O ‘kintsugi’, uma técnica centenária do Japão que consiste em reparar as peças de cerâmica quebradas, transformou-se numa filosofia de vida. Diante de erros e adversidades, é preciso saber se recuperar e superar as cicatrizes.
A xícara quebrou-se uma, duas, três, e muitas outras vezes.
Sempre que quebrava, lascava ou trincava, ele reclamava, chorava e pensava:
“Agora vai pro lixo!”
Mas ele não jogava, não tinha coragem. Essa era a sua xícara de estimação. A xícara das receitas, a xícara do chá, café, água, suco, cachaça, ou até mesmo para colocar uma flor que pegou do jardim, ou para guardar uma sobra de comida que ficou do almoço.

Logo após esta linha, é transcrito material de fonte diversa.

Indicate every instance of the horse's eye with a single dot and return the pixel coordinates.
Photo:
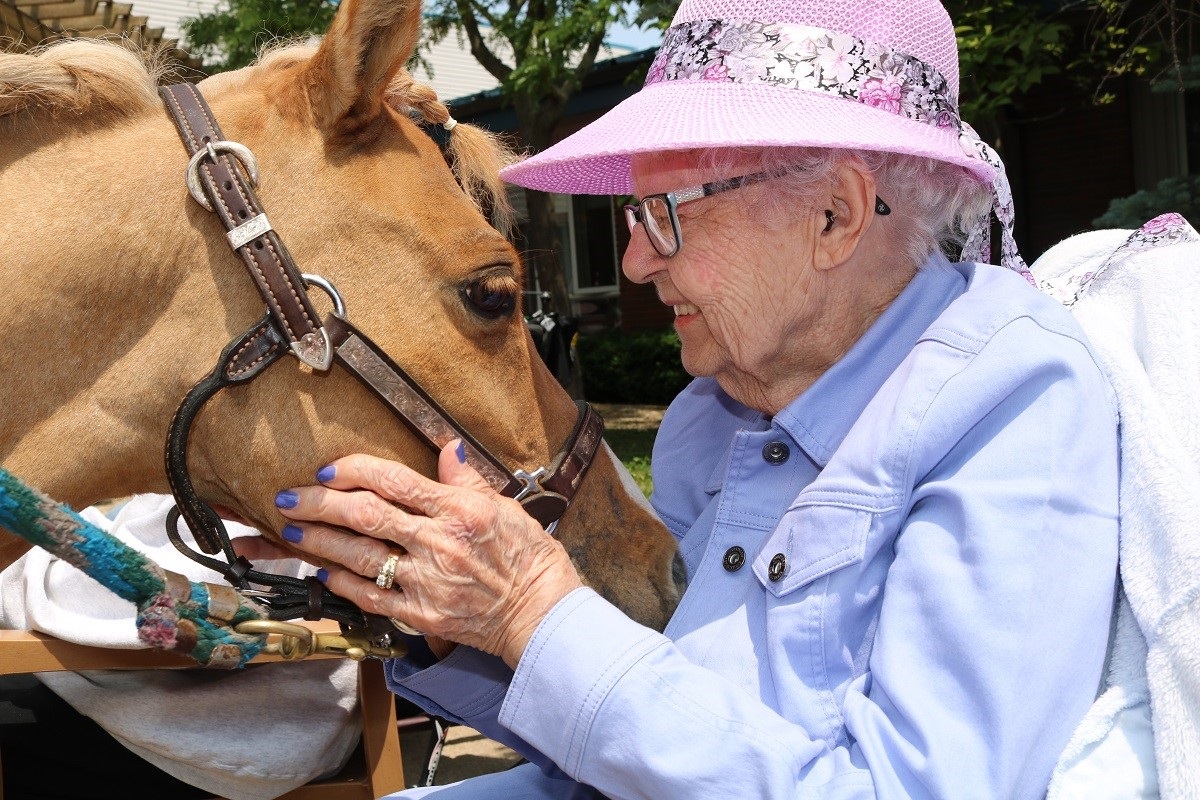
(492, 296)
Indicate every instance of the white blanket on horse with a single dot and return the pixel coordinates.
(1137, 295)
(251, 734)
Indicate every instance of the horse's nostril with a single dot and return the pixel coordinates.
(679, 573)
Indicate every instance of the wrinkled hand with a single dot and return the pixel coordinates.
(474, 567)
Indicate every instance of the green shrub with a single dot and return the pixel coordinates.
(640, 367)
(1181, 194)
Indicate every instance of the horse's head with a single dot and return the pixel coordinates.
(363, 197)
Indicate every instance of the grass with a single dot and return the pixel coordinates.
(633, 446)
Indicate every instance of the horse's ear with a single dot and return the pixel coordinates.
(369, 41)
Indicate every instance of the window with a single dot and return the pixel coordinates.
(594, 245)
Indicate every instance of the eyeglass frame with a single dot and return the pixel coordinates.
(635, 215)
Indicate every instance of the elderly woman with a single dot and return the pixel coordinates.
(894, 479)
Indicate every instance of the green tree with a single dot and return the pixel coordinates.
(539, 50)
(232, 36)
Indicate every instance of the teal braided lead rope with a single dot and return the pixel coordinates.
(174, 613)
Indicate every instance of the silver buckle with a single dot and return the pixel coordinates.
(239, 151)
(532, 482)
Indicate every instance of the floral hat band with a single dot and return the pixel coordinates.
(811, 59)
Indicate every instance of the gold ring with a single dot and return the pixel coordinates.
(388, 572)
(405, 627)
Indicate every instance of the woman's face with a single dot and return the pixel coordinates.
(745, 294)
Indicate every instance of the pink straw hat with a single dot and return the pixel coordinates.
(869, 74)
(717, 83)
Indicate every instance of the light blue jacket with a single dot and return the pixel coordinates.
(941, 512)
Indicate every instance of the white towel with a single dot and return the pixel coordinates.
(1137, 294)
(251, 734)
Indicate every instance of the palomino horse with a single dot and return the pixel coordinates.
(120, 290)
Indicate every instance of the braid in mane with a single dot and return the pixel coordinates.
(475, 155)
(78, 76)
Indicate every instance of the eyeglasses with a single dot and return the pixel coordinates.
(659, 212)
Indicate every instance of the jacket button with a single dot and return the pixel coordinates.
(778, 567)
(775, 452)
(733, 559)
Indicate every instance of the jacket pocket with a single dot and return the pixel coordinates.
(814, 540)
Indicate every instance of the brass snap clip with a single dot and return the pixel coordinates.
(297, 642)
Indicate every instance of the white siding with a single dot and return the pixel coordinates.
(167, 13)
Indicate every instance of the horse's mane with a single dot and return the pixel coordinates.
(107, 82)
(81, 76)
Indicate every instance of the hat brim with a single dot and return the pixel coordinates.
(695, 114)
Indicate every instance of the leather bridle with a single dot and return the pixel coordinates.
(292, 325)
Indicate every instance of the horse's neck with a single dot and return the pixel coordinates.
(96, 242)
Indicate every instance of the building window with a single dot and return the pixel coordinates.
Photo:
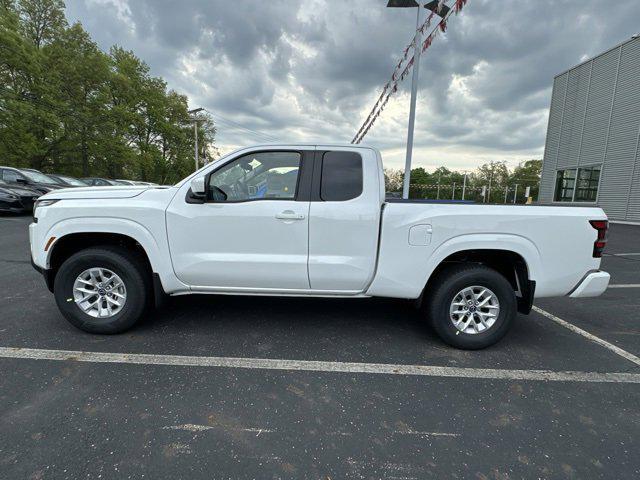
(587, 186)
(577, 184)
(565, 185)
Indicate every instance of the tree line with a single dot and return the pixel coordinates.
(70, 108)
(494, 179)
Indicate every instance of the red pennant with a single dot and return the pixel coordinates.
(459, 5)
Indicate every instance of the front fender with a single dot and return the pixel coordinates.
(119, 226)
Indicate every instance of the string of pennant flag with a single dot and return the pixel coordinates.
(403, 67)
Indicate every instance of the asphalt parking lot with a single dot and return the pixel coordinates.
(324, 389)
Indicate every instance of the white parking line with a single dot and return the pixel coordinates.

Sua porcelana deixava todos os sabores mais aguçados e temperados. Os líquidos se mantinham na temperatura ideal.
Ela era perfeita, mas sempre dava um jeito de se jogar da prateleira, do escorredor de pratos, tombava na própria mesa, se punha bem na frente do pé de alguém quando estava apoiada no chão ou se fazia escorregar das mãos de quem quer que fosse.
A xícara gostava de se quebrar e o seu dono gostava tanto dela que amava consertá-la.
E assim ela foi ficando, cheia de cicatrizes. Quem olhava pensava que era um quebra cabeça, um tetris, cada qual suas peças posicionadas dos mais diversos jeitos, alguns perfeitos e outros nem tanto.
Já não se podia colocar líquido até a borda, pois haviam alguns furos ali que podiam deixar vazar o conteúdo. Algo muito quente também não dava, pois a alça estava pela metade, então se corria risco de queimar os dedos. Colocar os lábios? Somente na bordas do lado esquerdo, pois no direito estavam lascadas e muitas feridas foram abertas nos beiços por descuido.
E assim, com algumas restrições e recomendações, ele continuou a usar sua xícara de estimação. Mesmo quebrando e reclamando, ele sabia que a xícara era muito parecida com ele. Imperfeito, feito de muitas memórias e ele amava e valorizava cada pedacinho daquelas histórias.
“A xícara que tu me deste era de porcelana e se quebrou, mas o amor que eu tinha pela xícara não era pouco e ele sempre a consertou.”